Gina: I respect Diana Bryant a lot. She was the former Chief Justice of the Family Court and she was part of the HCCH committee that looked at this back in 2017 and put out another guide to domestic violence related cases. That was the first time they actually acknowledged this as an issue, as a problem. It’s a growing problem.
But they didn’t take that opportunity to go, look we’re really going to make a change here; we’re going to amend it, or we’re going to tell signatory countries that they should look at their own laws and add some kind of domestic violence defences into their laws so that these cases are handled differently.
They just put out another guide which said to judges ‘do what you think is right’. And that’s not really telling judges that this is an important issue and they really need to look at the facts of domestic violence related Hague cases. So that was a wasted opportunity and I was very disappointed. The only good thing was that the HCCH acknowledged that domestic violence related Hague cases are growing in number. But nothing really changed here.
Ruth: I’m really interested in your approach of going through stories; getting to the real human heart of the matter rather than simply staying at the legal level. Some of those stories I’m sure have been profound in their impact on you. Do you want to give us some examples of women who’ve tried to flee with their children and been sent back?
Gina: Well, what I found with the ten women I interviewed was they all had tried to access help in their countries with the authorities there before any notion of leaving occurred to them. They got domestic violence protection orders; they sought legal advice; they went to doctors and psychologists. They tried to get the help they could through the available resources they had until it came to a point – some of these women were abused for years – and then it came to a point when it really started affecting their children. That was when they realised they had to get out of it some way, they had to put physical distance between themselves and their abusers.

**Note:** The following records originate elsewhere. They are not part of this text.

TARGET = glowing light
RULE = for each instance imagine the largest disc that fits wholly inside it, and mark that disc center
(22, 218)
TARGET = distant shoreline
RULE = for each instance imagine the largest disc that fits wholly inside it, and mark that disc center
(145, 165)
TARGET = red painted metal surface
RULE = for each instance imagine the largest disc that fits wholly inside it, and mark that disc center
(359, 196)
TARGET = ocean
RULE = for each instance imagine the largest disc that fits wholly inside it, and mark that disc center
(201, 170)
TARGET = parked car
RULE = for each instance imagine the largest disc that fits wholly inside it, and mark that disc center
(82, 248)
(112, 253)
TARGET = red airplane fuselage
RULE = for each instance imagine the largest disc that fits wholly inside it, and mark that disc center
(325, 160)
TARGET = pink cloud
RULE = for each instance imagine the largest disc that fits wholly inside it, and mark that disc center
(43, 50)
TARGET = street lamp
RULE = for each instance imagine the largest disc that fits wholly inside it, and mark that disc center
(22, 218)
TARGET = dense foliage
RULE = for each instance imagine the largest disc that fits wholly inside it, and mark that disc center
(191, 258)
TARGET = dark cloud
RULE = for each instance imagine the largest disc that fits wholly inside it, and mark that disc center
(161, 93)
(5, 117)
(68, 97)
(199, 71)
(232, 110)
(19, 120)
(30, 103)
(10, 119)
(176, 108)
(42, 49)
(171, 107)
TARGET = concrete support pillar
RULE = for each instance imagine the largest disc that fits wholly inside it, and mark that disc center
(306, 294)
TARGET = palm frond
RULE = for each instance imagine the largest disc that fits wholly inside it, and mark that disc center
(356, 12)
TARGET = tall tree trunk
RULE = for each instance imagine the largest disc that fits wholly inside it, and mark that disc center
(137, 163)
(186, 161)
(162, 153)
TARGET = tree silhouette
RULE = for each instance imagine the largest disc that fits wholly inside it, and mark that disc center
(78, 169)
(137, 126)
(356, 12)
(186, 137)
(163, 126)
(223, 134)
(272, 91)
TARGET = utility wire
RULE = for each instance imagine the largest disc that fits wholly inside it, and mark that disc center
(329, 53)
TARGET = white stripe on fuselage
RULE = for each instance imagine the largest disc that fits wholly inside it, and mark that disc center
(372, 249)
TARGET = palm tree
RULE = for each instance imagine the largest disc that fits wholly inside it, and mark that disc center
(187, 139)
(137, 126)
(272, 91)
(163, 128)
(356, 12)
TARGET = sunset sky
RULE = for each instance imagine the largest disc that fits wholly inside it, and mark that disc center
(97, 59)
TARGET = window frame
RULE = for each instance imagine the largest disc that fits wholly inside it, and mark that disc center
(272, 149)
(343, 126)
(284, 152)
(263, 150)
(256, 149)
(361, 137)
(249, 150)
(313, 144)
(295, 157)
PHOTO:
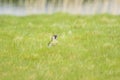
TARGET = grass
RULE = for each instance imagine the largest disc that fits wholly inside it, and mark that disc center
(88, 47)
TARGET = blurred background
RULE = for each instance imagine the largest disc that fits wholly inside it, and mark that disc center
(27, 7)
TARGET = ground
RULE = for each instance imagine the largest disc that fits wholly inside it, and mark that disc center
(88, 47)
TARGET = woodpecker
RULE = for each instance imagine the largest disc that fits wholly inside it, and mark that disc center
(53, 41)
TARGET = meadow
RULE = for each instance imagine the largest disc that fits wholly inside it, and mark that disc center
(88, 47)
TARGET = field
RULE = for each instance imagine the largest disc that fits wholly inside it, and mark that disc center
(88, 47)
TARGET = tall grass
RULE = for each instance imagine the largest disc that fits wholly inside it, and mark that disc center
(88, 47)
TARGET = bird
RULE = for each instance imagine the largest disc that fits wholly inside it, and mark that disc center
(53, 41)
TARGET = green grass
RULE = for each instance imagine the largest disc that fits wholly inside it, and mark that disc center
(88, 47)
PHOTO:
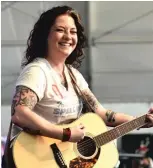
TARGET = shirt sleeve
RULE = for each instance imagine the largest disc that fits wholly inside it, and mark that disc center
(80, 79)
(34, 78)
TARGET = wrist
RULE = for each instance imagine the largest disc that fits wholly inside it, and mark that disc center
(66, 134)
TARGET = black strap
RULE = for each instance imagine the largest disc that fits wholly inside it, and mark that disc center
(77, 88)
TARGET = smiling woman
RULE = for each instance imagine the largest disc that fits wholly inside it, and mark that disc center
(46, 97)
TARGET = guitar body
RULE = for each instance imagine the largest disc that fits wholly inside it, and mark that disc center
(30, 151)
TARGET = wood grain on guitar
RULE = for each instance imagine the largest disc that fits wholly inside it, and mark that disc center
(96, 150)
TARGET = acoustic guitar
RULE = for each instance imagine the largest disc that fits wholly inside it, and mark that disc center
(96, 150)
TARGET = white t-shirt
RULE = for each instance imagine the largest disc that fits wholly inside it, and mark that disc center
(56, 104)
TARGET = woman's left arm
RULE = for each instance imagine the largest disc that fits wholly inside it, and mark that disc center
(110, 117)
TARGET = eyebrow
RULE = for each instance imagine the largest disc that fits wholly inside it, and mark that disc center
(64, 27)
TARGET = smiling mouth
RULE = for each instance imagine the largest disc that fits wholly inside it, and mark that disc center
(65, 44)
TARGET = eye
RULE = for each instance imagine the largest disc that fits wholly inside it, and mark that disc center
(73, 32)
(59, 30)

So it was roundabout when their children became school age that there was this pattern where the women would finally decide that they had to physically remove themselves and their children from this toxic environment.
Nine out of the ten women had professional or academic qualifications, they were running businesses or working in professional jobs. They were intelligent and accomplished women who just ended up finding themselves in a situation with their partners becoming abusive and it gradually getting worse over time. They had tried to utilise the system to protect themselves and their children before eventually leaving.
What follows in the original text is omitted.